La Chiesa ricorda anche i migranti (a fini occupazionali). Essi devono essere accolti con amore perché sono persone e lavoratori al pari dei locali. Dio stesso ci fornisce delle indicazioni chiare sugli stranieri: “[Il Signore] ama il forestiero e gli dà pane e vestito. Amate dunque il forestiero, perchè anche voi foste forestieri nelle terra d’Egitto’’ (Dt 10, 18-19).

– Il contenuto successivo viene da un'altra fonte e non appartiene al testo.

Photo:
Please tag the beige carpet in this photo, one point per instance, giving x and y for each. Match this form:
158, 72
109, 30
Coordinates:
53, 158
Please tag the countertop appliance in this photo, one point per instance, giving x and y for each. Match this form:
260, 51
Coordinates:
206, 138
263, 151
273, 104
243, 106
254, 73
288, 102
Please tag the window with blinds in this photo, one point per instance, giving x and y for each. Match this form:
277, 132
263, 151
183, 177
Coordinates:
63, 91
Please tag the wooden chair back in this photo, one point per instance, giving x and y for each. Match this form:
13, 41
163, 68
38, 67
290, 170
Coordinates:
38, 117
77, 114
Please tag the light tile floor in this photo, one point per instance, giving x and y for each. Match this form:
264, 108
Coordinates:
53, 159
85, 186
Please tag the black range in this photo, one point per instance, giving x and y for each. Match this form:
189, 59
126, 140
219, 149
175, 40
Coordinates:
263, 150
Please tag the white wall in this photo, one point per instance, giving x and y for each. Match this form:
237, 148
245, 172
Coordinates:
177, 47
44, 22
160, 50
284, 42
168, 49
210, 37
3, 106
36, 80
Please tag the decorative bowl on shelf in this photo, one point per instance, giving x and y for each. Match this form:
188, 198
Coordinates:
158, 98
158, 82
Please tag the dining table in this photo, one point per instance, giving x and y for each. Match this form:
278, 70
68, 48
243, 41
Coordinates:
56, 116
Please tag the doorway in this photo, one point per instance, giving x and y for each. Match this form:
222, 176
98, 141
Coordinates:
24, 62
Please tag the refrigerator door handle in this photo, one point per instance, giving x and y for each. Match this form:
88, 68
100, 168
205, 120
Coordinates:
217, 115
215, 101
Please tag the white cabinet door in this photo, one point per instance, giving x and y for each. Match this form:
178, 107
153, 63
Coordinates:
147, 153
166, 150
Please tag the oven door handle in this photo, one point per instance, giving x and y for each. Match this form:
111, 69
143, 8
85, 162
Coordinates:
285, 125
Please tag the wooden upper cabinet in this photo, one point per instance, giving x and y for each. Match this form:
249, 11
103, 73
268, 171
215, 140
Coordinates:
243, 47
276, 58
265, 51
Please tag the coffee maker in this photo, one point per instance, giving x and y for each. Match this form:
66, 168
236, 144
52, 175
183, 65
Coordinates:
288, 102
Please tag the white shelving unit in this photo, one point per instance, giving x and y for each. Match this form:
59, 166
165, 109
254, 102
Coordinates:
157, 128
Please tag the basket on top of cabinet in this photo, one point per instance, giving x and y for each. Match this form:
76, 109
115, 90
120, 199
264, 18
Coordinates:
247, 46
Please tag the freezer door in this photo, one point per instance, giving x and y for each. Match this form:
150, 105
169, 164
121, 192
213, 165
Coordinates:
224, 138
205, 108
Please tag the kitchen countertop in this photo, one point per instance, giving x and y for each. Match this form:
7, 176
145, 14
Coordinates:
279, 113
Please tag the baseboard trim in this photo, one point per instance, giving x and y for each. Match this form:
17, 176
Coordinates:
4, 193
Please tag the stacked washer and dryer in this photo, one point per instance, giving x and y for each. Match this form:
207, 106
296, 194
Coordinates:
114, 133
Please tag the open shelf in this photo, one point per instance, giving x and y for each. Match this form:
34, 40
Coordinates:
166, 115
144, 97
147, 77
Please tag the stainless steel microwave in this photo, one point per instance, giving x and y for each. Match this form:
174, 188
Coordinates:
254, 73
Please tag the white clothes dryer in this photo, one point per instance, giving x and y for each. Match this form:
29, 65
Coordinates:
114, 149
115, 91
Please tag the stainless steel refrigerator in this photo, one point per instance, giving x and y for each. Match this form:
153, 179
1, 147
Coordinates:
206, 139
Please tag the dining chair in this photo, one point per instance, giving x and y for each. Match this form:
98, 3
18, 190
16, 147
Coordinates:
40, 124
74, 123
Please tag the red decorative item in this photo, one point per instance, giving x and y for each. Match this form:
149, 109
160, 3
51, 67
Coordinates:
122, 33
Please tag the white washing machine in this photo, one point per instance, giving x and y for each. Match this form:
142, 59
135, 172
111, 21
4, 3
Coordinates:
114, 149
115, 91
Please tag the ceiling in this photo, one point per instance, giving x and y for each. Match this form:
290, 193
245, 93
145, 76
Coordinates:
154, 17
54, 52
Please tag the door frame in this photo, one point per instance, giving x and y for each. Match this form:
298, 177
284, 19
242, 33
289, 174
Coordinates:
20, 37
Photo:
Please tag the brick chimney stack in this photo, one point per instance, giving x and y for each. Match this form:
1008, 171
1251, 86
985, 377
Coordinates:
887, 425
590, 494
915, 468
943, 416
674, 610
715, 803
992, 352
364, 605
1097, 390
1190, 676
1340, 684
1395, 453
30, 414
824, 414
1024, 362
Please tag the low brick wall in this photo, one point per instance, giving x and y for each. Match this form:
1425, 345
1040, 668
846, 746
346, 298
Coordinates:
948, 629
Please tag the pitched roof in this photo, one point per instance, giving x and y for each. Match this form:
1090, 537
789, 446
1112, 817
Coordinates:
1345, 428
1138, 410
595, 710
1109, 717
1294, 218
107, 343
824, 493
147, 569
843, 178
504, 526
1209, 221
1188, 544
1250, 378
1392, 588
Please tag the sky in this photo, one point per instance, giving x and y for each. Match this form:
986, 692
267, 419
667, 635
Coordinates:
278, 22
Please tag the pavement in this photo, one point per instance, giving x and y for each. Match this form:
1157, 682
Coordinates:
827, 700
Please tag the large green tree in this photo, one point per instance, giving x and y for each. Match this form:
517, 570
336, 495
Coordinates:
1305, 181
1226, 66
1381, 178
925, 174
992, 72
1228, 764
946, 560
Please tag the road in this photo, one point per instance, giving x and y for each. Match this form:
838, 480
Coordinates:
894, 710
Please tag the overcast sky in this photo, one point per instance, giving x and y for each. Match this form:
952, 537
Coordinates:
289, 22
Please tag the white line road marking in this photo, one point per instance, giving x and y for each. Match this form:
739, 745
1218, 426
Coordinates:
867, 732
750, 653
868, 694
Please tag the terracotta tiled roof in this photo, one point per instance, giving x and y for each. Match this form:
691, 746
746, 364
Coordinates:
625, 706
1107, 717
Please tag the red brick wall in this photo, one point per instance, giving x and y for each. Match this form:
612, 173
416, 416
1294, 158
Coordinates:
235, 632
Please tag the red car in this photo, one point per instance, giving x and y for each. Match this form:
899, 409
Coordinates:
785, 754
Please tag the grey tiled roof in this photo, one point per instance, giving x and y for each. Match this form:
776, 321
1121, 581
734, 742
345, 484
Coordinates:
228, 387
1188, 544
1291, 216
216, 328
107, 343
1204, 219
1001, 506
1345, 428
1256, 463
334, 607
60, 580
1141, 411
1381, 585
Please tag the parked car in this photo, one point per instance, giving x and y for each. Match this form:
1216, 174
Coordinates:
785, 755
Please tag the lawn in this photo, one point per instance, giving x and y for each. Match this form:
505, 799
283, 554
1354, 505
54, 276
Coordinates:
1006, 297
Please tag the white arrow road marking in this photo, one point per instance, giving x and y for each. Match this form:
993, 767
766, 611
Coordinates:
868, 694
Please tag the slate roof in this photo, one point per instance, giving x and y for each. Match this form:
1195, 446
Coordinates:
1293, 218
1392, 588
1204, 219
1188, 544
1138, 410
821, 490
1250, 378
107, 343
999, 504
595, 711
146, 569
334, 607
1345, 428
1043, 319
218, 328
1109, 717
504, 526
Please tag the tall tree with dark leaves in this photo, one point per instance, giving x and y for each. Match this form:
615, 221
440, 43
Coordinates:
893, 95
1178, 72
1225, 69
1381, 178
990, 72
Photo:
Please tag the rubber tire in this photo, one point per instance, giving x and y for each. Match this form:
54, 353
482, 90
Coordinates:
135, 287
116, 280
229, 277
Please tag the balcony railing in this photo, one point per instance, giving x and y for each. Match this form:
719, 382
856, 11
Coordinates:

Ringraziamo Dio per il dono del lavoro (se l’abbiamo), chiediamo l’intercessione di san Giuseppe per trovarlo (se non l’abbiamo) e chiediamo aiuto a Maria perché ci insegni a vivere il lavoro come occasione di santificazione, in totale abbandono a Dio.
Francesca Amico
[1] Docat. Che cosa fare? La dottrina sociale della Chiesa, Cinisiello Balsamo (Milano), San Paolo, p. 144.
[2] PAPA FRANCESCO, Esort. ap. Evangelii Gaudium, 2013, p. 53
[3] Docat. Che cosa fare? La dottrina sociale della Chiesa, Cinisiello Balsamo (Milano), San Paolo, p. 137.
[4] ibidem.
[5] MADRE ELVIRA, Gioia Piena, Cuneo, Buc, 2014, pp. 114-115.
[6] Docat. Che cosa fare? La dottrina sociale della Chiesa, Cinisiello Balsamo (Milano), San Paolo, p. 146.